And while Ishioka's materials are all shiny taffetas and silks with a plethora of sumptuous white and cream laces and ruffles along with Swarovski crystals, Atwood utilizes dark Gothic-toned leathers, suede, heavy embroidery and some unusual details to denote ties to the underworld — stag beetle horns, a costume made almost entirely of beetle wings and hundreds of dark coq feathers shaped into a spectacular cape. Theron's evil queen character, Ravenna, wears a heavy, metal Romanesque crown and dagger-like finger jewelry to set off her dark underpinnings, while Roberts wears Princess Diana-type diamond tiaras.
As well, each queen and Snow White have opposing yet equally enticing silhouettes: Ishioka used a round, circular, almost plump silhouette for her ladies, and Atwood has a leaner, angular and more pointed curve.
Both serve their films well, adding to the tone and spectacle.
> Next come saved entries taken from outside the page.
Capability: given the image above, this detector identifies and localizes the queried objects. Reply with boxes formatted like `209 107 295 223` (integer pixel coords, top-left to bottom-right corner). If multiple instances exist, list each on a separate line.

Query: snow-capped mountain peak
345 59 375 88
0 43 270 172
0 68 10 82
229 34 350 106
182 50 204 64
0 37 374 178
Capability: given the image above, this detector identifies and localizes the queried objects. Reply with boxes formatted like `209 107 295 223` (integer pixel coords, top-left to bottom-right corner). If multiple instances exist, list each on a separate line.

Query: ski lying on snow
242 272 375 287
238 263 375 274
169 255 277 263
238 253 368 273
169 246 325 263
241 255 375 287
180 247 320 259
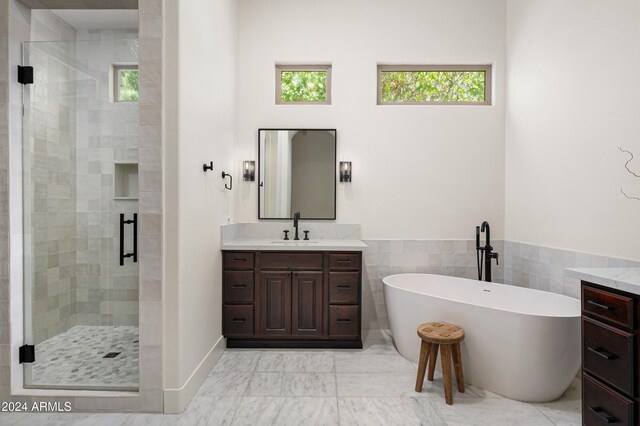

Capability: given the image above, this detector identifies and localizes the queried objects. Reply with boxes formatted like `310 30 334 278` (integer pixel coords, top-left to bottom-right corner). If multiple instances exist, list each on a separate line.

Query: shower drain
103 352 121 359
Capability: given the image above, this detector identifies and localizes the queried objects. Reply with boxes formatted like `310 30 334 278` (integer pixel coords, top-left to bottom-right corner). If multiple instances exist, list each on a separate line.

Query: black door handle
119 213 138 266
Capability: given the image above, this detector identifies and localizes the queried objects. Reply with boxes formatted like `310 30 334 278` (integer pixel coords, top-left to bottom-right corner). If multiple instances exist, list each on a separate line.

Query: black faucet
476 221 499 282
293 211 301 241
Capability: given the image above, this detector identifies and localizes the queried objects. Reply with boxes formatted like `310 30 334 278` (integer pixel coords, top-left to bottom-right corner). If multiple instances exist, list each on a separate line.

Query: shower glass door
22 37 140 390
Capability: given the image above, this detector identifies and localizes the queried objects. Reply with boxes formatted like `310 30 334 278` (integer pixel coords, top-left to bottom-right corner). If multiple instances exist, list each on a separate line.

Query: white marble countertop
221 238 367 251
566 267 640 295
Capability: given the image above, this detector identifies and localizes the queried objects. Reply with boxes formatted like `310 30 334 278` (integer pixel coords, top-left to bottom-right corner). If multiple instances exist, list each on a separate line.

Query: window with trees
276 65 332 105
377 65 491 105
113 65 139 102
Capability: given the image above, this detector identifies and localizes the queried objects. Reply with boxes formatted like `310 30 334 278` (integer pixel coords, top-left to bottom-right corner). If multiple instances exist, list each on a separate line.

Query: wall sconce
243 160 255 181
339 161 352 183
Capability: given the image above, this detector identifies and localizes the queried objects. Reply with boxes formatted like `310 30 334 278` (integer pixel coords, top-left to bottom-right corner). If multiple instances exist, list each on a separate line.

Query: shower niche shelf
114 163 139 200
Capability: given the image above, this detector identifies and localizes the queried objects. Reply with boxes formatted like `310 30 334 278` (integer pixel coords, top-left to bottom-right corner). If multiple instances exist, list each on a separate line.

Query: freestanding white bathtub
383 274 581 403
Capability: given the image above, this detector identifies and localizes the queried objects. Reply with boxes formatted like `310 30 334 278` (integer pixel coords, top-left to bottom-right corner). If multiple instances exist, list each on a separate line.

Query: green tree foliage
119 69 139 102
280 71 327 103
380 71 485 103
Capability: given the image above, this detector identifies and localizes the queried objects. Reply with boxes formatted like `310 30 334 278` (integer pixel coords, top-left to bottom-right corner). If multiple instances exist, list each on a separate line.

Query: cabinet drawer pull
587 346 616 360
232 318 246 323
337 318 351 323
233 258 247 262
337 285 351 290
587 300 612 310
337 259 351 263
231 284 246 289
588 406 616 423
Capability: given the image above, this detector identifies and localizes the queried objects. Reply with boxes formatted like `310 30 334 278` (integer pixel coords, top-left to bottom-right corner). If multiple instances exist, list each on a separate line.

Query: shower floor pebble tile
2 337 581 425
30 325 139 389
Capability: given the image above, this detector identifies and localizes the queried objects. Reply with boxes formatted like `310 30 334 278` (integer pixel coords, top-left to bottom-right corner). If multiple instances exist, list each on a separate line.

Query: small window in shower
113 64 139 102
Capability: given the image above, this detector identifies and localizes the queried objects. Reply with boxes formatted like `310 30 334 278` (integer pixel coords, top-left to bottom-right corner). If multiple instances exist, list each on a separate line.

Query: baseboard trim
163 335 226 413
226 338 362 349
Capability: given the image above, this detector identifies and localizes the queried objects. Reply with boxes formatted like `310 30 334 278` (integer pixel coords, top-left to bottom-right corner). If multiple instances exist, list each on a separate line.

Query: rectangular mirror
259 129 336 220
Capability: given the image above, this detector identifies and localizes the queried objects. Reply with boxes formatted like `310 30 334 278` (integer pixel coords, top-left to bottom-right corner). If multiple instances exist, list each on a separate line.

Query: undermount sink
270 240 318 245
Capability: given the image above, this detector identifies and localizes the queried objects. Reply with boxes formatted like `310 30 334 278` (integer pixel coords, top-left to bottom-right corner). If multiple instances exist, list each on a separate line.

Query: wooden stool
415 322 465 405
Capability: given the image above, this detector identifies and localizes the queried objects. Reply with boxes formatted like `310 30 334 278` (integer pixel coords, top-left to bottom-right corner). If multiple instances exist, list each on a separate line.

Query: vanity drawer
582 317 634 395
583 374 634 426
329 253 361 270
224 252 255 269
223 305 254 337
329 272 359 304
329 305 359 338
582 284 633 329
261 252 323 270
224 271 255 303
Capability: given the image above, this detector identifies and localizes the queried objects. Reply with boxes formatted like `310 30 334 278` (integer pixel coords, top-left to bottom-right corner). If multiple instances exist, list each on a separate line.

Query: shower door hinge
19 344 35 363
18 66 34 85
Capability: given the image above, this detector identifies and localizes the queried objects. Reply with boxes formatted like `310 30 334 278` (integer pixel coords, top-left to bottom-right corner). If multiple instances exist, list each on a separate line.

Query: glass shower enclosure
22 37 140 390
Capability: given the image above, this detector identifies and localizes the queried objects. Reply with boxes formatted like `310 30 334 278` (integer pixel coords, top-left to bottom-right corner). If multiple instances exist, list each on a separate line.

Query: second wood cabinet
582 281 638 425
223 250 362 348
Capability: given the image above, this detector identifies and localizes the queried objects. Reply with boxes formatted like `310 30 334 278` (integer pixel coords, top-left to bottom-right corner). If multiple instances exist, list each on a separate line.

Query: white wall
235 0 506 240
505 0 640 261
163 0 238 405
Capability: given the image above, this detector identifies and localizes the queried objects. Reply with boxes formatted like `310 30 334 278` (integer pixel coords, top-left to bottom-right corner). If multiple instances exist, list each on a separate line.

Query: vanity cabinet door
259 271 292 336
292 271 324 337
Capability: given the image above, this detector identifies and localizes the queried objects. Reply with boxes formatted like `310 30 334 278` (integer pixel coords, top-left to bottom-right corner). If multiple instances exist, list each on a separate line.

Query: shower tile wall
25 16 140 342
361 240 504 330
503 241 640 299
74 29 139 327
26 11 78 344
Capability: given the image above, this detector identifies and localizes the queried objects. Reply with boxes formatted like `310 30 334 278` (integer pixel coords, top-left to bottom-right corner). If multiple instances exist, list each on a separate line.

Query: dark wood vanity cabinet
223 250 362 348
581 281 638 425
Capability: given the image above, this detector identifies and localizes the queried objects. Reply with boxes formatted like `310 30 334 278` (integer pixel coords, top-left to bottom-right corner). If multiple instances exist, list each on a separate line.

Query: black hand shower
476 226 484 280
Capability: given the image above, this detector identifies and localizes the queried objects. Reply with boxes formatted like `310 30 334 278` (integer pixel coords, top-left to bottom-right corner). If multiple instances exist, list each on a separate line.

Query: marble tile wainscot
503 242 640 300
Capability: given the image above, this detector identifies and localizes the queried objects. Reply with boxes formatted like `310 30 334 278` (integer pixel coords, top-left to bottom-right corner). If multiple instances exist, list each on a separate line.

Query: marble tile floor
29 325 139 389
2 332 580 425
For Atwood, the appeal came down to the sheer fun of being able to go so over the top. "Snow White and the Huntsman," she says, "was a feast of creativity to me. Amazing characters, extraordinary Queen, Snow White, the evil brother, two armies, three courts — I built more costumes for this movie than I ever have." But the designs had to do so much more than look startlingly dramatic, they had to hold up as well. "Hand-embroidered gold dresses that did action as well as being drug through an oil slick!" Atwood says. There were 30 to 40 costume duplicates for both Stewart's Snow White and for Chris Hemsworth's Hunstman, she adds, since the costumes "went through all the elements."
Director Tarsem Singh, who worked with Ishioka on "Mirror Mirror" and other films, says the difference between a good costume designer and a great one so often comes down to out-of-the-box thinking. "And with Eiko, honestly, it was like she was from different planet," he says. "She was a person when you said to think out of the box, she never even knew what a box was."